Am 9.August 1946 wird die Urne mit der Asche des Märtyrers nach St.Radegund gebracht und dort beigesetzt. Erst 1950 wird der Witwe eine Rente nach dem österreichischen Kriegsopferfürsorgegesetz zugestanden.
Bischof Fließer lehnt 1946 einen Artikel über den Hingerichteten in seiner Kirchenzeitung ab. Es kommt zu heftigen Diskussionen, ob Jägerstätters Name am Kriegerdenkmal des Heimatdorfes eingraviert werden soll.
Die "Rehabilitierung des Anstößigen" kommt erst 1964, und das jenseits des Atlantik, in Gang. Gordon C.Zahn schreibt sein "In solitary witness. The life and death of Franz Jägerstätter", ein Werk, das die amerikanische christliche Friedensbewegung "Pax Christi" inspiriert und den vietnamkriegskritischen, ehemaligen "Kommunistenscharfmacher" und Pentagonmitarbeiter Daniel Ellsberg, Autor eines bezeichnenden Buches über die Anomalien der Entscheidungstheorie, in seinem Engagement gegen den Krieg in Fernost bestärkt. In Österreich dreht Axel Corti, leider viel zu früh verstorbenes Flaggschifft österreichischer Filmkunst, mit dem Volks- und Charakterschauspieler Kurt Weinzierl in der Hauptrolle, sein irritierendes "Der Fall Jägerstätter". Ab 1990 geht der Fall in die Breite und wird politisch. Das Berliner Landesgericht hebt 1997 das Todesurteil gegen den Märtyrer auf. Am 20.Mai 2007, heuer, verleiht Bundespräsident Heinz Fischer der Witwe Franziska das Goldene Verdienstkreuz der Republik Österreich. Bereits 1997 war der Seligsprechungsprozeß auf Diözesanebene in Gang gesetzt worden, wobei der Linzer Bischof Manfred Scheuer als Postulator fungierte. Am 1.Juni 2007 autorisiert Benedikt XVI. die "Veröffentlichung der kirchlichen Anerkennung des Märtyrers Franz Jägerstätter". Am 26.Oktober 2007, dem österreichischen Nationalfeiertag, verliest der Kurienkardinal des Vatikans, José Saraiva Martins, im Linzer Mariendom das päpstliche Dekret der Seligsprechung, die von mehreren tausend Mitfeiernden, unter ihnen die Witwe Jägerstätter und seine 4 Töchter, und zahllosen Weiteren an den Fernsehgeraeten, teilweise unter Tränen akklamiert wird. Als liturgischer Gedenktag wird der 21.Mai, Franz Jägerstätters Tauftag, festgesetzt.
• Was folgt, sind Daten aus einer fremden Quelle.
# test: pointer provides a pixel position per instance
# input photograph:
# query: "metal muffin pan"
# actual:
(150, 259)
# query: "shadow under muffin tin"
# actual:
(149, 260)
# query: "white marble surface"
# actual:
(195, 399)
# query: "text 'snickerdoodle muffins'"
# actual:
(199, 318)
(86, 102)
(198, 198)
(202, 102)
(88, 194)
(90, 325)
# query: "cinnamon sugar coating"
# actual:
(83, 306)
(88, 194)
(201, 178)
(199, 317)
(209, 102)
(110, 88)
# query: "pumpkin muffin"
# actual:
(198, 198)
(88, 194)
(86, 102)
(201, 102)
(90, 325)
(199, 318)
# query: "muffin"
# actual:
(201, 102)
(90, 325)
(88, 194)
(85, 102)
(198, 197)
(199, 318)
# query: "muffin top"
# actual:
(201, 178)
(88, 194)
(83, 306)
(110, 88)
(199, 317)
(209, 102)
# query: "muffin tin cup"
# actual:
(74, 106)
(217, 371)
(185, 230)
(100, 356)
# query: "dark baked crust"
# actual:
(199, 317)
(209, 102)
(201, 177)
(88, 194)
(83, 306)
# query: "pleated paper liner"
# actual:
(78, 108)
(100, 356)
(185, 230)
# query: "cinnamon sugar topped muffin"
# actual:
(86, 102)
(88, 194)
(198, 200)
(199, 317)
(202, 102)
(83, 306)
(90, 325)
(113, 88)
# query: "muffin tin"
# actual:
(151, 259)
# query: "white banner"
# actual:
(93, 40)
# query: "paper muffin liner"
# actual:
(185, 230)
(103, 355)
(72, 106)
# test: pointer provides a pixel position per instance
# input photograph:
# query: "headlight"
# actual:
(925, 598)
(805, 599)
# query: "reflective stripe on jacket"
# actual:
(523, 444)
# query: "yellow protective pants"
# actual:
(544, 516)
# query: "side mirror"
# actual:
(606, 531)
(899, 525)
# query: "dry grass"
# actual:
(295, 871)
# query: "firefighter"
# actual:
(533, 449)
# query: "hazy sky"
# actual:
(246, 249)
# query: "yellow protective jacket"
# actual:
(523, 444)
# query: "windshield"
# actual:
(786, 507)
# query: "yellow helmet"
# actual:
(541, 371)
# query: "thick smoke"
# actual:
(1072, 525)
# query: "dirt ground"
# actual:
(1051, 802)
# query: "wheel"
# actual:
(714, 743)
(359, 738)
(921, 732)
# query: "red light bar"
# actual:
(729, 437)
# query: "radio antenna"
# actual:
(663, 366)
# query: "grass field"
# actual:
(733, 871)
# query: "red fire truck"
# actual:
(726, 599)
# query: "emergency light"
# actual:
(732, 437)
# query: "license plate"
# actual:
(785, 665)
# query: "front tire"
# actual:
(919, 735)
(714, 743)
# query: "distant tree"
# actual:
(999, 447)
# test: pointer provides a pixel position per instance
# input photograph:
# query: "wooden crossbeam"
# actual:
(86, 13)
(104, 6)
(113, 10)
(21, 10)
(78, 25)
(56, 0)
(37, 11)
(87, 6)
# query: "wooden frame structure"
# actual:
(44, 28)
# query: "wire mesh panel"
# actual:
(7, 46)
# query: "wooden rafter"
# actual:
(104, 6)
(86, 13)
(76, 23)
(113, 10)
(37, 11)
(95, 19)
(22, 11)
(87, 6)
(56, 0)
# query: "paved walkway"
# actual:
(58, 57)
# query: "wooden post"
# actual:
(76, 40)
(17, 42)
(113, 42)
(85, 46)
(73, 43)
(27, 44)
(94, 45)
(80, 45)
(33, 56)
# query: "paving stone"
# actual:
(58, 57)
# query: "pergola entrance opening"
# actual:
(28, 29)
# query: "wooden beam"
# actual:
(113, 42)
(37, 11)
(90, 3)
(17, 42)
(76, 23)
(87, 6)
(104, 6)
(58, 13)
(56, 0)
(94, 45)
Das Beispiel dieses Mannes ist tief bewegend. Es ist hart wie Kruppstahl, oder wie ein Diamant. Oder wie Titanium. "Sollten wir Christen Christus nicht immer ähnlicher werden?" Wer einen solchen Glauben hat, wer es so formuliert, geht dafür auch in den Tod, an allen Gegenströmungen vorbei. Und eine grenzenlose Hochachtung (wenn dieser Ausdruck erlaubt sei) gebührt der Gattin und den vier Töchtern, denn es war gewiß eine bittere Stunde, bittere Jahre. Versetzen wir uns nur in ihre Lage.
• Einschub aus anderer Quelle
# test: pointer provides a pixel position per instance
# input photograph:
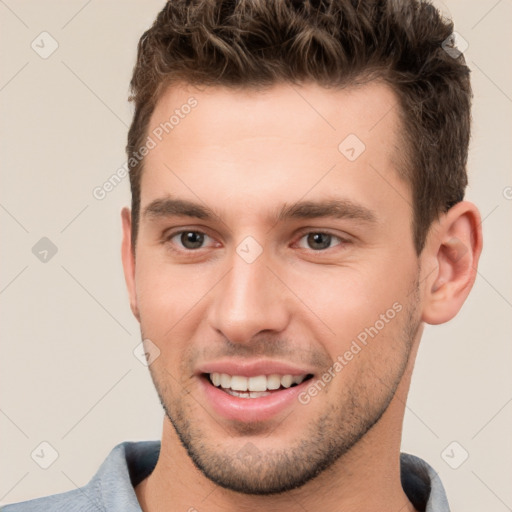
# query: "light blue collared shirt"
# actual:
(112, 487)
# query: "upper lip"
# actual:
(252, 368)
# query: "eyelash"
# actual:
(170, 236)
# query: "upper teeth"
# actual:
(259, 383)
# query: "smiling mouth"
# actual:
(254, 387)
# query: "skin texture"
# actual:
(245, 155)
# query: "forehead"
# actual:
(246, 150)
(307, 114)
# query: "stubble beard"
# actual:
(247, 469)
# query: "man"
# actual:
(297, 175)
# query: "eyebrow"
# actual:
(335, 208)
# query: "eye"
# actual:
(188, 239)
(318, 240)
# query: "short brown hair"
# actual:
(258, 43)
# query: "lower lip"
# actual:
(251, 409)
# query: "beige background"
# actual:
(68, 373)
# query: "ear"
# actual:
(450, 260)
(128, 257)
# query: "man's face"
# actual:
(248, 292)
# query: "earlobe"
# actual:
(128, 257)
(453, 249)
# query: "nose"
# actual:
(248, 300)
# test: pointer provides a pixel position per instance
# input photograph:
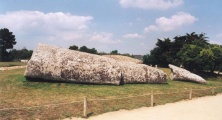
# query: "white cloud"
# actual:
(151, 4)
(104, 37)
(53, 26)
(173, 23)
(133, 36)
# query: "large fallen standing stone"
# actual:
(181, 74)
(140, 73)
(54, 63)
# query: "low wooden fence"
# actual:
(87, 107)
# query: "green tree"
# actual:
(7, 41)
(212, 57)
(182, 50)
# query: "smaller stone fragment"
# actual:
(181, 74)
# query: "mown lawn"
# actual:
(43, 100)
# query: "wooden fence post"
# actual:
(213, 90)
(190, 95)
(85, 107)
(152, 99)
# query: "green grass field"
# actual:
(16, 92)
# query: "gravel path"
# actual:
(205, 108)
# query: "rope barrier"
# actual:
(40, 106)
(106, 99)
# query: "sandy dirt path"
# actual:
(205, 108)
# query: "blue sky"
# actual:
(129, 26)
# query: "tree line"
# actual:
(192, 51)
Franz Jägerstätter entglitt den Klauen des Kriegsteufels, der nie schläft, auch heute nicht. Der 26.Oktober liegt nur 5 Tage von Allerheiligen entfernt, einem Hochfest der Kirche, das, weil Feiertag, vom österreichischen Volk als Tag des Gräberbesuches und so auch des Gedenkens der Gefallenen an den "Kriegerdenkmälern" genützt wird. Die Kriegerdenkmäler, Symbol der Aufrichtung der Kameradschaftsbünde, die es bis auf den heutigen Tag in beinahe jedem Dorf gibt. Doch wer sind die Kameradschaftsbündler, diese Jungen, die sich als Fahnenträger verdingen, diese neuen Chargen, die bei den Umzügen mitgehen? Denn der Krieg liegt 62 Jahre hinter uns. Bald werden die letzten Zeitzeugen wegsterben. Aber der Kriegsteufel bleibt.
"Gründonnerstag der Kirche". Die Kirche ließ sich gefangenehmen. Und das Gewissen jener, die zwar wußten – oder fühlten -, was ein Gewissen ist, die aber zu feig waren. Denn es war das Schafott, das auf sie wartete.
"Sollen wir Christen Christus nicht immer ähnlicher werden?" Wie sagte es der Gefängnisgeistliche, den sie ihm zugestanden? "Ich habe den einzigen Heiligen in meinem Leben sterben gesehen."